On Thu, 5 Mar 2020 at 09:28, Steve Barnes <gadgetst...@live.co.uk> wrote:
> Wouldn’t it be possible to have something along the lines of:
>
> ```
> from decimal import TreatFloatsAsDecimal
> @TreatFloatsAsDecimal
> a = 0.1  # These are all now decimals
> b = 0.2
> c = 0.3
>
> a + b == c # This now works
> ```

I'm not at all clear how you imagine this would work. How would the
scope of that TreatFloatsAsDecimal "decorator" be determined? How
would the Decimal constructor get access to the original string
representation of 0.1, rather than the float value?

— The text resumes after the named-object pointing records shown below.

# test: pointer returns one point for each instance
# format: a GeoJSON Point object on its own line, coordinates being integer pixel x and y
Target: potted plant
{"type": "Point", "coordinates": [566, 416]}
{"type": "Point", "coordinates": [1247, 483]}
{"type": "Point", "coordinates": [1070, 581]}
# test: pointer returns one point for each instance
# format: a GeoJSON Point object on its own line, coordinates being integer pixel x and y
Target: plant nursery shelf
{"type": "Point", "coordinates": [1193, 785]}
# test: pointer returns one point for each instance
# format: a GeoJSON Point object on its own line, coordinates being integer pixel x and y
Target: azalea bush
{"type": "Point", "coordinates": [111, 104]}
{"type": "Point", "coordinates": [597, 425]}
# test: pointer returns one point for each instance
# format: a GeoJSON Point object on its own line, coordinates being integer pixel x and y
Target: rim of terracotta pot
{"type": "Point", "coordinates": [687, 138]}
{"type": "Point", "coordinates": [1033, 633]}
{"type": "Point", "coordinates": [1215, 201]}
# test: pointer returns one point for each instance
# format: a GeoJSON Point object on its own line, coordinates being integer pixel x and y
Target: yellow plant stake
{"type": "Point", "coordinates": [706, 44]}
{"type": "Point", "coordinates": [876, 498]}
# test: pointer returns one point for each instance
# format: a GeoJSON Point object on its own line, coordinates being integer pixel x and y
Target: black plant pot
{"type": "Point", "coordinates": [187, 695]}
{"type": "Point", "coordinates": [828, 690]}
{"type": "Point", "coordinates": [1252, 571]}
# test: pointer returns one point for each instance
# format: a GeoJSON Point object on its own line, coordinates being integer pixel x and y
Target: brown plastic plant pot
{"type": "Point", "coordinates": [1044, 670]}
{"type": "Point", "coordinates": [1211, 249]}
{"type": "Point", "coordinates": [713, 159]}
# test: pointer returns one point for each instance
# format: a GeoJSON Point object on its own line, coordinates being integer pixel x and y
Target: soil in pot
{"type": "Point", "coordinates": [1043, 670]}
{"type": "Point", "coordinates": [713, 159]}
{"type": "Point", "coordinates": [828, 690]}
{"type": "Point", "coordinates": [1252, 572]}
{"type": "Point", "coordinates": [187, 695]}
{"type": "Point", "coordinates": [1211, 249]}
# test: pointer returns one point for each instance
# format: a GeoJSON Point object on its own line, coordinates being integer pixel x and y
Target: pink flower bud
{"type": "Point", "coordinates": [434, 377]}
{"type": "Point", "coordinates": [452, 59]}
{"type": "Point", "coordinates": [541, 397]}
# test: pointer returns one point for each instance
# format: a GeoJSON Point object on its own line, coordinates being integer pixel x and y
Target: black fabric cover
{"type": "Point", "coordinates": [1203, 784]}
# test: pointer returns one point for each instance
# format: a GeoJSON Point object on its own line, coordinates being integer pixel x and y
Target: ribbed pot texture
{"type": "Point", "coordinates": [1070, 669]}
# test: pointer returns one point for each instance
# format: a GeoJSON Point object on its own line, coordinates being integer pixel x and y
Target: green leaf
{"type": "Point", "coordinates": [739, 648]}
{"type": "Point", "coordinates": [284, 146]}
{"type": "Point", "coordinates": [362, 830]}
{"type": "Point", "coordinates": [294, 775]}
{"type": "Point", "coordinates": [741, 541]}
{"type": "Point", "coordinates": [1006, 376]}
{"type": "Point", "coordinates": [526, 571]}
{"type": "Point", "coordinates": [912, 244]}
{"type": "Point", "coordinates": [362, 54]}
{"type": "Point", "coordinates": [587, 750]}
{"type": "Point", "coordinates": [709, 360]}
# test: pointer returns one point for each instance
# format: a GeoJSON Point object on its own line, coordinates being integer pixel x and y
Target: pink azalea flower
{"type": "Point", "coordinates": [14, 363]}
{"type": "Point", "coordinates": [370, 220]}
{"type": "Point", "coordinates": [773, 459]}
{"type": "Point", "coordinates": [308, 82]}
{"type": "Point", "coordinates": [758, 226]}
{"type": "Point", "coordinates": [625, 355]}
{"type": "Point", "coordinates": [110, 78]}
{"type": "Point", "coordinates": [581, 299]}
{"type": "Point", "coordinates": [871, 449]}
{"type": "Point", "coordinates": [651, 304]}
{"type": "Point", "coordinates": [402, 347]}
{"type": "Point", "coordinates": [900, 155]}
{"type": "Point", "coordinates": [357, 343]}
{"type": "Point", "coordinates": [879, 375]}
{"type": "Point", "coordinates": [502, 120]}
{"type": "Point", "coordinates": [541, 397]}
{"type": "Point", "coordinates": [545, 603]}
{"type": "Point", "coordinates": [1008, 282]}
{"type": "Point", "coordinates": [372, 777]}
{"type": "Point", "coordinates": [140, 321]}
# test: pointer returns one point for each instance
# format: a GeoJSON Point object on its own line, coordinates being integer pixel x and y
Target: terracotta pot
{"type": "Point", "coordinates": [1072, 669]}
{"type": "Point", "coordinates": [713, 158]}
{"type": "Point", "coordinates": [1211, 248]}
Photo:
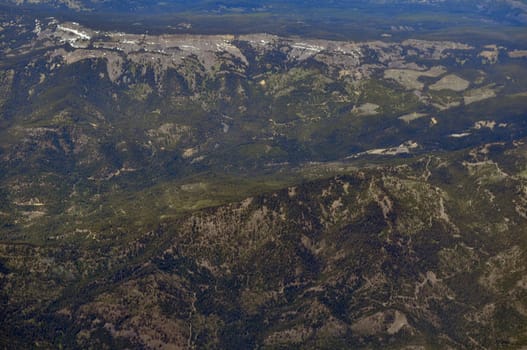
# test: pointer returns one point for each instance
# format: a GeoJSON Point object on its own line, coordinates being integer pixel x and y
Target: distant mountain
{"type": "Point", "coordinates": [177, 186]}
{"type": "Point", "coordinates": [513, 10]}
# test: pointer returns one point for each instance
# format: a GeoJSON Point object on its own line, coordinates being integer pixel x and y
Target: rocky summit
{"type": "Point", "coordinates": [168, 185]}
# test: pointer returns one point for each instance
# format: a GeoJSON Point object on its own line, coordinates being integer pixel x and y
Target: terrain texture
{"type": "Point", "coordinates": [186, 190]}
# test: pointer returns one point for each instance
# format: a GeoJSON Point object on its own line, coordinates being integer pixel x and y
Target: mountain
{"type": "Point", "coordinates": [429, 254]}
{"type": "Point", "coordinates": [189, 187]}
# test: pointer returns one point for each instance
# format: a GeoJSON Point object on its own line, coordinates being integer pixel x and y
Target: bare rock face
{"type": "Point", "coordinates": [259, 191]}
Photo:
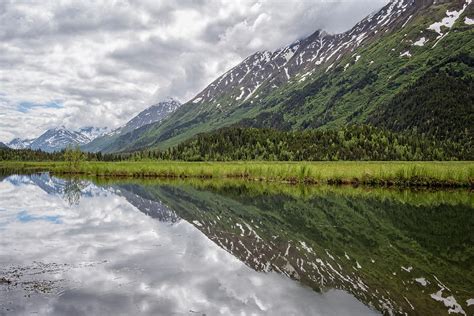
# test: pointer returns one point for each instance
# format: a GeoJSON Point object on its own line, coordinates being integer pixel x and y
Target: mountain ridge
{"type": "Point", "coordinates": [338, 79]}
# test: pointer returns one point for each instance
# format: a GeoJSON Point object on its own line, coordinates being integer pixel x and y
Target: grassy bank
{"type": "Point", "coordinates": [431, 174]}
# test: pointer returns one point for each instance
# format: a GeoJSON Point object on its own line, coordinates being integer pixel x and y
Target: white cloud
{"type": "Point", "coordinates": [107, 60]}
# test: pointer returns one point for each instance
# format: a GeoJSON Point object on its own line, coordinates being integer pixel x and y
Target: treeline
{"type": "Point", "coordinates": [439, 104]}
{"type": "Point", "coordinates": [357, 142]}
{"type": "Point", "coordinates": [38, 155]}
{"type": "Point", "coordinates": [361, 142]}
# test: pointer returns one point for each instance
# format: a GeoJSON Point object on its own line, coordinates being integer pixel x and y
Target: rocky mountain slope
{"type": "Point", "coordinates": [58, 138]}
{"type": "Point", "coordinates": [19, 143]}
{"type": "Point", "coordinates": [328, 81]}
{"type": "Point", "coordinates": [114, 140]}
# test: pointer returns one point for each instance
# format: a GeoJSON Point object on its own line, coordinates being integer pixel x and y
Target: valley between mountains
{"type": "Point", "coordinates": [407, 68]}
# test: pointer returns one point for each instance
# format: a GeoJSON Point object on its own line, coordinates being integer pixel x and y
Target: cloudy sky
{"type": "Point", "coordinates": [80, 63]}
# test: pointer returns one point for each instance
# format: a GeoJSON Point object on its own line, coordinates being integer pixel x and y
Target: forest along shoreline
{"type": "Point", "coordinates": [384, 174]}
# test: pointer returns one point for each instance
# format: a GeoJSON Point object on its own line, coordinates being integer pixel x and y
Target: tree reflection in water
{"type": "Point", "coordinates": [73, 190]}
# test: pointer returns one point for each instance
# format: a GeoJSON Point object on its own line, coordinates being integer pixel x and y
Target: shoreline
{"type": "Point", "coordinates": [376, 174]}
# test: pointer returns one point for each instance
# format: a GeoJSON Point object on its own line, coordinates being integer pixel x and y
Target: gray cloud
{"type": "Point", "coordinates": [106, 61]}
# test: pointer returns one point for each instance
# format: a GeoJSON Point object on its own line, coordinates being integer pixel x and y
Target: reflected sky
{"type": "Point", "coordinates": [103, 256]}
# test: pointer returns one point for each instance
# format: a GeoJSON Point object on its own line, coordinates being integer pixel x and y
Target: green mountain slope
{"type": "Point", "coordinates": [405, 74]}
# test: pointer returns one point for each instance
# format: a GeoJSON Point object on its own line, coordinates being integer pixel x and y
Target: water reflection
{"type": "Point", "coordinates": [104, 254]}
{"type": "Point", "coordinates": [400, 252]}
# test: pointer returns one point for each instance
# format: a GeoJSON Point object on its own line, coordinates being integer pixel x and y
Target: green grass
{"type": "Point", "coordinates": [430, 174]}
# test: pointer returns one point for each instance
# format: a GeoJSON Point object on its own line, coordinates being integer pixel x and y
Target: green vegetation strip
{"type": "Point", "coordinates": [428, 174]}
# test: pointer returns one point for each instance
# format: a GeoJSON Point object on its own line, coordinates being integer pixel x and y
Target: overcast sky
{"type": "Point", "coordinates": [98, 63]}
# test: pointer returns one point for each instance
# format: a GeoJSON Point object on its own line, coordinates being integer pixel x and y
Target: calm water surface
{"type": "Point", "coordinates": [72, 247]}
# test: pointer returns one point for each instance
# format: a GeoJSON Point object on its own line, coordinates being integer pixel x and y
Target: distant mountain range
{"type": "Point", "coordinates": [407, 67]}
{"type": "Point", "coordinates": [118, 139]}
{"type": "Point", "coordinates": [59, 138]}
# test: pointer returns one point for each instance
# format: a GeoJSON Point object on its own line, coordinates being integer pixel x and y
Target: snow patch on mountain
{"type": "Point", "coordinates": [420, 42]}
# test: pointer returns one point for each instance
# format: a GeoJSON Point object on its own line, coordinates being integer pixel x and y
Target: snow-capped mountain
{"type": "Point", "coordinates": [19, 143]}
{"type": "Point", "coordinates": [153, 114]}
{"type": "Point", "coordinates": [330, 79]}
{"type": "Point", "coordinates": [93, 132]}
{"type": "Point", "coordinates": [264, 71]}
{"type": "Point", "coordinates": [57, 139]}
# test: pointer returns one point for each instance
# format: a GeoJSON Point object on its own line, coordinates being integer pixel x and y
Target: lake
{"type": "Point", "coordinates": [103, 247]}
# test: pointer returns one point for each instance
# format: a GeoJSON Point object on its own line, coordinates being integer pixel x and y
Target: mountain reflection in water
{"type": "Point", "coordinates": [231, 248]}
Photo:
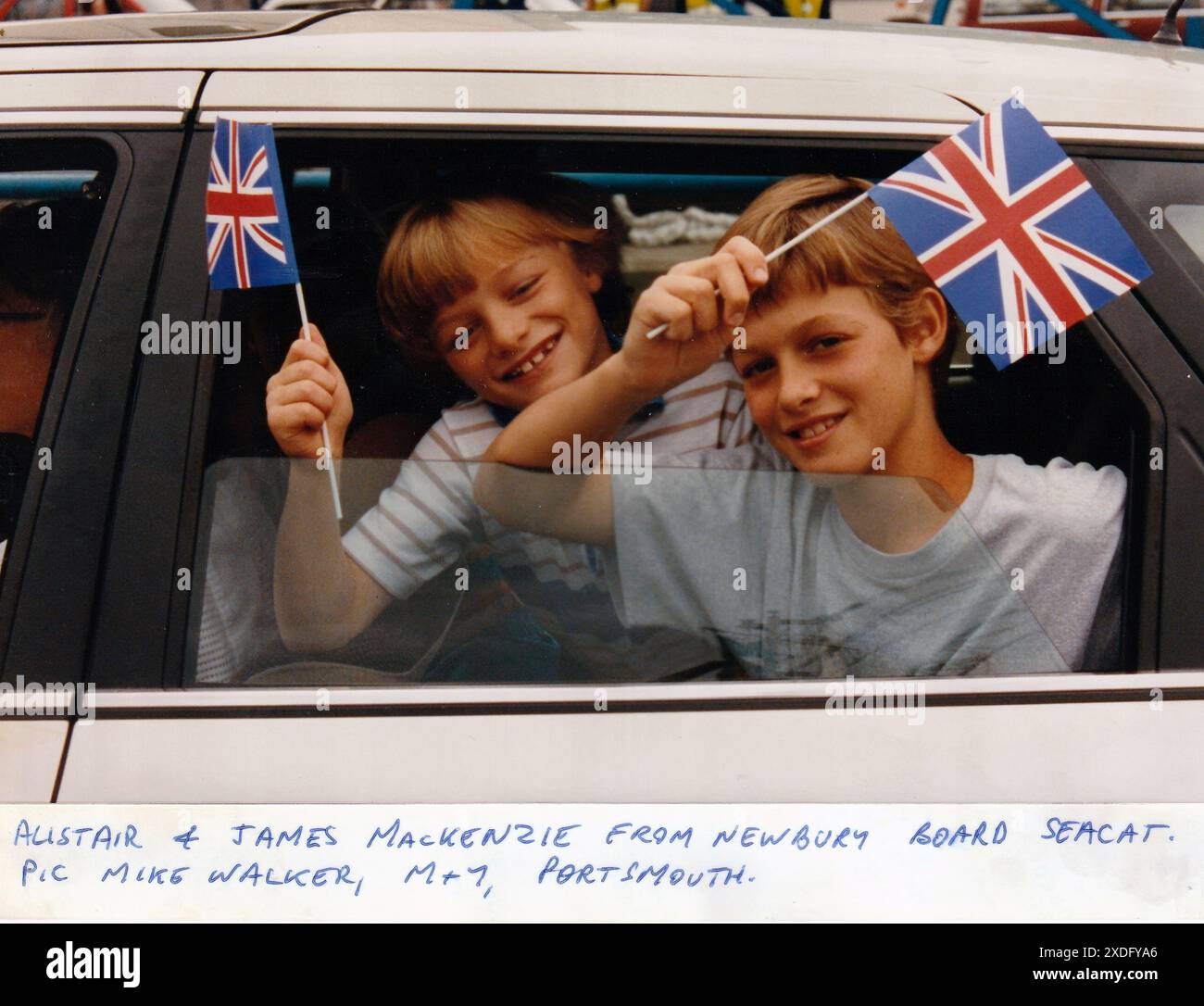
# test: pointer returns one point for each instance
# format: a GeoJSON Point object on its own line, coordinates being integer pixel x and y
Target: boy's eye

> I do know that this goes against the explicit is better than implicit so an 
> alternative might be to have a flexible base modifier, something like:
>
> ```
> from decimal import DecimalBase as D
>
> a = 0D0.1  # These are all now decimals
> b = 0D0.2
> c = 0D0.3
>
> a + b == c # This now works
> ```

You can already do

```
from decimal import Decimal as D

a = D("0.1")  # These are all now decimals
b = D("0.2")
c = D("0.3")

a + b == c # This now works
```

so the main differences are (1) a few keystrokes, and (2) a conceptual
model closer to what you intend ("these are decimal numbers" rather
than "these are strings that we parse to get decimals"). I mention (2)
because it's often ignored, and yet it's probably the most important
reason people keep coming back to this.

But user-defined literals have been discussed many times in the past,
and never really got anywhere as an idea. I don't have links right
now, but a search for the mailing list archives should turn up some.
You should probably research those and explain how your proposal here
addresses the objections that have been raised previously. Personally,
I have a vague attachment to the idea in theory, but in practice I
don't think I'd ever use it (at least not for the use cases you
mention, and I can't think of any others that I would use it for) so
it would be a non-trivial increase in the complexity of the language
for little obvious benefit.

The other thing that often acts as a good argument for a proposal is
to point out some reasonably substantial bodies of existing,
real-world, code that would be improved by the proposal. This is again
where this idea often falls down - I don't actually know of any
substantial code base that even uses Decimal or Fraction types, much
less uses literals sufficiently frequently that a dedicated syntax
would help. (I'm not saying that Decimal and/or Fraction are useless -
I use them myself, but mostly in the REPL, or in adhoc code
experiments, not in actual applications).